We Don't Need More Discipline
2 Minute Read
We don't need more discipline, we need fewer decisions.
The Story We Tell About Discipline
Discipline gets talked about like it is a personality trait. Either you have it, or you don't.
If you can drag yourself out of bed at 5am, train through bad weather, eat the right things, and never miss a session, then we say "that's discipline." And to be fair, that's true. But we assume that people doing those types of things are just built different. Stronger. Tougher. More committed than we are.
And the assumption most of us have, is that discipline is simply a matter of willpower. Basically, just try harder. Want it more. Exert as much effort as you can on creating a militant, stringent routine that requires excel tracking, and buying the pro version of strava.
But that never works, at least not for very long.
Discipline Is a Design Problem
The athletes who look the most disciplined are not winning a willpower battle every day. They just have fewer decisions to make.
- They run at the same time every day
- Their nutrition is mostly the same week to week
- Their training plan is simple to understand and follow
- They go to bed at the same time
It's just rinse and repeat. You don't need to think about anything.
And from the outside, you'll look like a disciplined individual. But in reality, you're just on autopilot.
This matters because willpower is not a renewable resource. Every decision we make costs effort. Every single one. And by the end of the day, we have very little left. If we are relying on willpower to make all these decisions, everyday, into perpetuity, we are going to lose that fight more often than we win it. Not because we are weak. That strategy (or rather, lack of one) just doesn't work.
This sounds so simple. And that's because it is. It's so simple, it's often overlooked.
Why This Reframe Matters
If discipline is a trait, we are stuck with what we have. Some of us have it. Most of us do not.

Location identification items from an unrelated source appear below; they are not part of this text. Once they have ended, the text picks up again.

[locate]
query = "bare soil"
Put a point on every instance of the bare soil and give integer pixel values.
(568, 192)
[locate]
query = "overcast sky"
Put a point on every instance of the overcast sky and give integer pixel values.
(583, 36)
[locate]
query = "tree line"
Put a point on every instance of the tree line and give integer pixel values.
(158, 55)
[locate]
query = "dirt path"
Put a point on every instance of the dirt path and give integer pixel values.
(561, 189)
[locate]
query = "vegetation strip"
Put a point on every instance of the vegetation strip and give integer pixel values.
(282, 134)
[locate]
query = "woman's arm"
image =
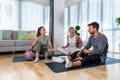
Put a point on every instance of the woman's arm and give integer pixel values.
(79, 40)
(66, 44)
(49, 42)
(33, 44)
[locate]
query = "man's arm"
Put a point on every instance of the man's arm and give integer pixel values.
(88, 45)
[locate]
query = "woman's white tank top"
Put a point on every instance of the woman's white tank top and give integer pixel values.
(72, 41)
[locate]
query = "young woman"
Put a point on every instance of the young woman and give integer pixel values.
(41, 43)
(71, 46)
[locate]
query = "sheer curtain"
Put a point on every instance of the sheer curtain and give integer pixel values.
(104, 12)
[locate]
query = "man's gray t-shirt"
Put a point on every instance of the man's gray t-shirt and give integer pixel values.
(100, 45)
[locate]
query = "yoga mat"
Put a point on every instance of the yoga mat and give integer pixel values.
(60, 67)
(22, 58)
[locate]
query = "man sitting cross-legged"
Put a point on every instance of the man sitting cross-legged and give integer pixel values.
(97, 55)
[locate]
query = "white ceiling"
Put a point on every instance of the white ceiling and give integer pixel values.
(46, 2)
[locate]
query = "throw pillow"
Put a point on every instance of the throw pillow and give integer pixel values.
(7, 34)
(30, 36)
(0, 35)
(22, 35)
(14, 35)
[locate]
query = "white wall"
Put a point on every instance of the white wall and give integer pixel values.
(71, 2)
(58, 23)
(44, 2)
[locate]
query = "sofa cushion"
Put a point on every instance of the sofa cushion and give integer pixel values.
(7, 34)
(30, 36)
(23, 42)
(0, 35)
(14, 35)
(22, 35)
(6, 43)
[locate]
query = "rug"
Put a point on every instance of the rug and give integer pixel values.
(60, 67)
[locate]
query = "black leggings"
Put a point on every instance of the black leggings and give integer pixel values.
(87, 59)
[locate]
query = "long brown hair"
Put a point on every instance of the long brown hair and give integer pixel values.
(38, 31)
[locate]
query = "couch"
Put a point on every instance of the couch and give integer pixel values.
(11, 40)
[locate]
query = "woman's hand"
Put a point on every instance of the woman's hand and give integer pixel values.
(78, 54)
(29, 49)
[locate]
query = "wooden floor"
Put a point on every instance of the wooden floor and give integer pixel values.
(39, 71)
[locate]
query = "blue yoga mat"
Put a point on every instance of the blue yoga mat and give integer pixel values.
(22, 58)
(60, 67)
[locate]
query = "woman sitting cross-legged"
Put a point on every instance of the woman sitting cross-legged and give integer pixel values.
(41, 43)
(97, 55)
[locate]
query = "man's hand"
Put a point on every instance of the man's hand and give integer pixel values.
(78, 54)
(87, 51)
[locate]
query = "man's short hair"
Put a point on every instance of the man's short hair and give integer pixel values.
(95, 25)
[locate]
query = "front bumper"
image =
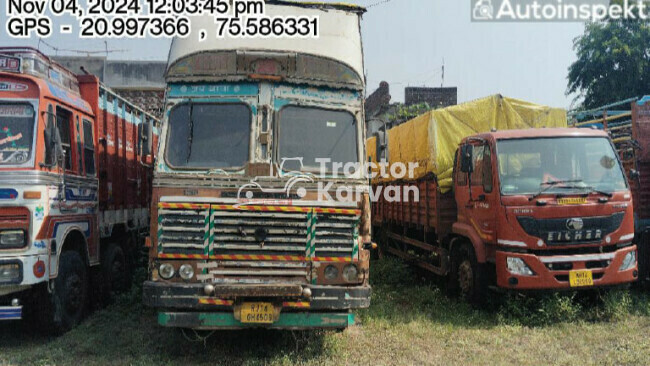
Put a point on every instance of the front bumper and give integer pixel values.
(186, 305)
(604, 267)
(227, 320)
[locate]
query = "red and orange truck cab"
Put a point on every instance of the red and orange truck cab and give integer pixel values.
(572, 228)
(73, 185)
(530, 209)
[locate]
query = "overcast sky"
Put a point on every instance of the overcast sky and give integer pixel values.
(405, 42)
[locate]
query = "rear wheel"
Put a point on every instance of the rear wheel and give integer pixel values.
(466, 275)
(69, 295)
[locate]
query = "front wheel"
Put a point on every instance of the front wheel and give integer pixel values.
(70, 293)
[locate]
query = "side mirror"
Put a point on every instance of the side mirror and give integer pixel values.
(466, 155)
(145, 138)
(381, 146)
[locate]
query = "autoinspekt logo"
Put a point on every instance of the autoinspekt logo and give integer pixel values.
(558, 10)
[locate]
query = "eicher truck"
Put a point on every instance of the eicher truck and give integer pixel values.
(628, 123)
(75, 176)
(246, 227)
(504, 195)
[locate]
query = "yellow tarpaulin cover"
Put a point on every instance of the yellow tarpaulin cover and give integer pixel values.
(431, 139)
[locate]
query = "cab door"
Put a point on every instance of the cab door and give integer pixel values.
(476, 194)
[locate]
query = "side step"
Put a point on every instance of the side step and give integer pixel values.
(442, 253)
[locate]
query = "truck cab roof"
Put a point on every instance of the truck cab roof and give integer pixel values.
(539, 132)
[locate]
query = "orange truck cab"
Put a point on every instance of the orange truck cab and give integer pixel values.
(533, 209)
(548, 208)
(75, 169)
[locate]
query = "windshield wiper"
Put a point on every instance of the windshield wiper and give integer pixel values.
(551, 184)
(590, 188)
(190, 136)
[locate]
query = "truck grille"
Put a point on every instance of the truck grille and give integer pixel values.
(558, 232)
(182, 230)
(14, 218)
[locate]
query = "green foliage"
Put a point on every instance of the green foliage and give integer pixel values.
(613, 62)
(539, 311)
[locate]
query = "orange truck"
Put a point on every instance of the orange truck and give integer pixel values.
(75, 181)
(529, 208)
(628, 124)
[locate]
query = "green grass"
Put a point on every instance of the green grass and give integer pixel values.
(410, 322)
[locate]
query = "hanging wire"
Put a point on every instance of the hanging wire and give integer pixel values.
(86, 52)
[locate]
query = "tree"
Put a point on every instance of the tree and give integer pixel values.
(613, 62)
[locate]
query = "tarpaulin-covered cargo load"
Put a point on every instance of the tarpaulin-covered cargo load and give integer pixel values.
(430, 140)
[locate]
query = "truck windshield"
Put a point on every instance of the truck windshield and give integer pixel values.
(209, 136)
(309, 133)
(16, 132)
(558, 165)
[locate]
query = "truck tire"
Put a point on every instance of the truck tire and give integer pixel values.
(69, 296)
(466, 275)
(114, 270)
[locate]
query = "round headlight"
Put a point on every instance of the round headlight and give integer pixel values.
(186, 272)
(350, 273)
(331, 272)
(166, 271)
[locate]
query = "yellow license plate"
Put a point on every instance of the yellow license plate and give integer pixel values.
(572, 201)
(257, 312)
(581, 278)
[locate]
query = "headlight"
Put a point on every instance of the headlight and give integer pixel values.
(331, 272)
(12, 238)
(10, 273)
(186, 272)
(629, 261)
(166, 271)
(350, 273)
(517, 266)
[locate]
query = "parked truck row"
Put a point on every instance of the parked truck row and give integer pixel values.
(239, 212)
(75, 187)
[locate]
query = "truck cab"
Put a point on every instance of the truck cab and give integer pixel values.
(248, 230)
(545, 209)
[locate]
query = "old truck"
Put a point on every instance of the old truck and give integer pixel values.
(75, 172)
(246, 228)
(628, 123)
(505, 197)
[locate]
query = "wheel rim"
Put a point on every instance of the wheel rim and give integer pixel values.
(74, 291)
(465, 276)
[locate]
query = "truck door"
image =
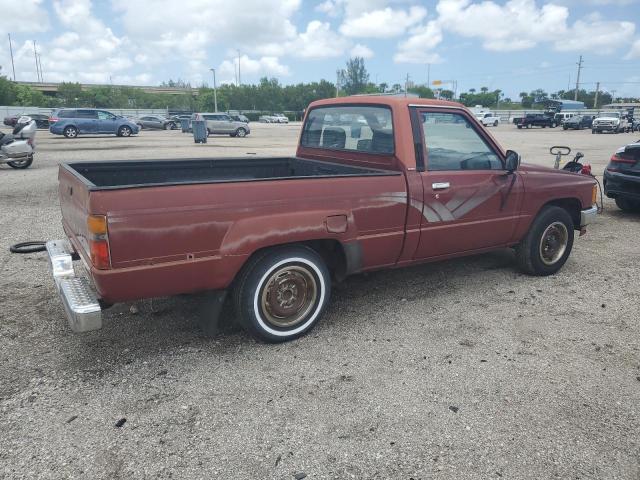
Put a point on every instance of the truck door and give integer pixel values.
(470, 201)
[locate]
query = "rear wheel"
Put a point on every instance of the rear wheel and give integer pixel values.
(70, 132)
(548, 243)
(281, 293)
(21, 164)
(627, 205)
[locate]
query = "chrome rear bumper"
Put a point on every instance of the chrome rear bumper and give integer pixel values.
(78, 297)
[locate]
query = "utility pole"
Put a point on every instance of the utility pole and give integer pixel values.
(12, 65)
(35, 55)
(575, 96)
(215, 95)
(41, 73)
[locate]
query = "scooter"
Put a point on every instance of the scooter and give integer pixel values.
(17, 148)
(574, 165)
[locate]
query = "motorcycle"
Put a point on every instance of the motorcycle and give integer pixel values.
(17, 148)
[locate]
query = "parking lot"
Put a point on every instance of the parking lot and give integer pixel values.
(465, 369)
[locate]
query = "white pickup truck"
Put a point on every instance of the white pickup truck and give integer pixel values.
(488, 118)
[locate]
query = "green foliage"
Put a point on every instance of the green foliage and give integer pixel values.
(355, 78)
(484, 98)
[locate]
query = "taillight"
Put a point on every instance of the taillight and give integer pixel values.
(98, 242)
(619, 161)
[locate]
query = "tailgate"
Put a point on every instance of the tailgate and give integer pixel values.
(74, 203)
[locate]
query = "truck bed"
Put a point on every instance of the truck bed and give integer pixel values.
(153, 173)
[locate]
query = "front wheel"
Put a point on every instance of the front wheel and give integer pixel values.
(124, 131)
(281, 293)
(548, 243)
(70, 132)
(21, 164)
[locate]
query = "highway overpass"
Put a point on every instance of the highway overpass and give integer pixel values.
(50, 87)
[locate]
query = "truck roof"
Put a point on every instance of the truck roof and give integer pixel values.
(390, 101)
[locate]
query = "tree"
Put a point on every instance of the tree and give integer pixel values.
(355, 78)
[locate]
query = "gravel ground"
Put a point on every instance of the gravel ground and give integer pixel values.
(458, 370)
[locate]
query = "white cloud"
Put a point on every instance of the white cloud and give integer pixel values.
(634, 52)
(318, 41)
(360, 50)
(24, 16)
(597, 36)
(516, 25)
(418, 47)
(383, 23)
(267, 66)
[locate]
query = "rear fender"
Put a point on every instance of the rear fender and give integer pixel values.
(248, 235)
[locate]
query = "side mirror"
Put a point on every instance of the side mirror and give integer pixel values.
(512, 161)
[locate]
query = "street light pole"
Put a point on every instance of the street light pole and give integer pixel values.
(215, 94)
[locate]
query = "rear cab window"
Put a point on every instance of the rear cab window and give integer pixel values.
(358, 128)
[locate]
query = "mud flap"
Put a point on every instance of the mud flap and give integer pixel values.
(209, 308)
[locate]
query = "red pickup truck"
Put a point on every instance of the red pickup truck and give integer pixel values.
(377, 182)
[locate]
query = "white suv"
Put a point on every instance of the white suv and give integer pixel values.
(610, 121)
(488, 118)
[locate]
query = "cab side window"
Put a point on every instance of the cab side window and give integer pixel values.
(453, 144)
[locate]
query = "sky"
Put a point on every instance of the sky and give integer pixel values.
(514, 45)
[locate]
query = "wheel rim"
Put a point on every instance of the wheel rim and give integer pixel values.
(288, 296)
(553, 243)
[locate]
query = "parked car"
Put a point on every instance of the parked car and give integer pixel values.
(622, 177)
(488, 118)
(562, 117)
(221, 123)
(42, 121)
(157, 122)
(279, 118)
(238, 117)
(578, 122)
(278, 231)
(72, 122)
(536, 120)
(613, 122)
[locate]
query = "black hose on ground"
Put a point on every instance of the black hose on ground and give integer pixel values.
(28, 247)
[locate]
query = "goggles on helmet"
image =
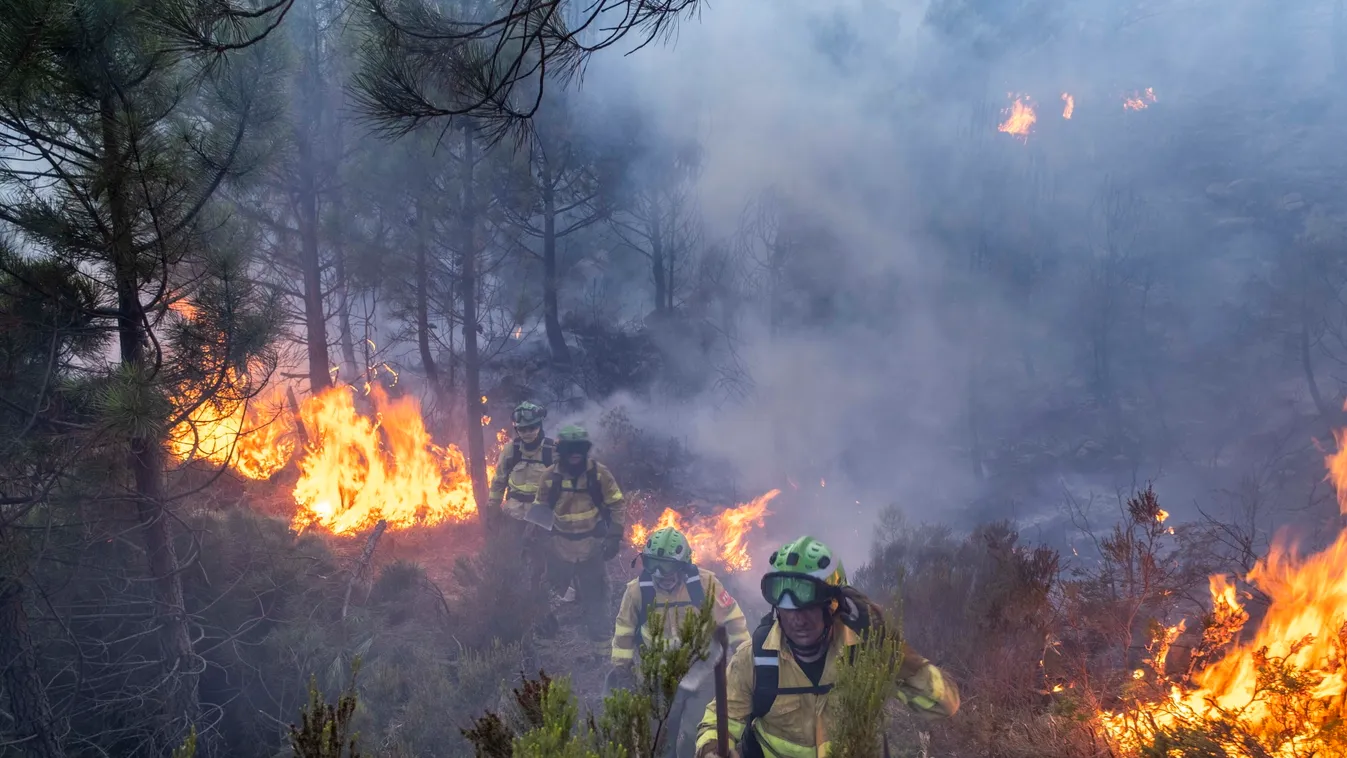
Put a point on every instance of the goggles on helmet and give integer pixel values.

If discipline is simply having to make fewer decisions (i.e. routine), it is something we can build. At any time, we can just say screw it. No more overcomplicating. I run at the same time, every day, and I follow a simple plan. Just doing that, will take us significantly further than most people will ever get. And it doesn't require being a stronger person. It requires being a better engineer of our own lives.
This also means that when we miss sessions, the idea is not "I need more discipline." That goes nowhere useful. The right question is "where in my setup is the friction." Something happened in your day that made it harder to get the job done. However small, find it. Remove it. And you'll be back on track. There is almost always a small fix to our routine, that is much cheaper and easier than trying to become a different person.
We don't win by being disciplined. We win by needing less of it.
Wrap It Up
Discipline is not a trait we are born with. It is a system we build.
The athletes who look unbreakable have made the right action easy and the wrong action inconvenient. They are not stronger. They just have a well-designed routine. Anyone can do this work. It does not take a different personality, just a different setup.
With this mindset, we build a routine we love and train consistently.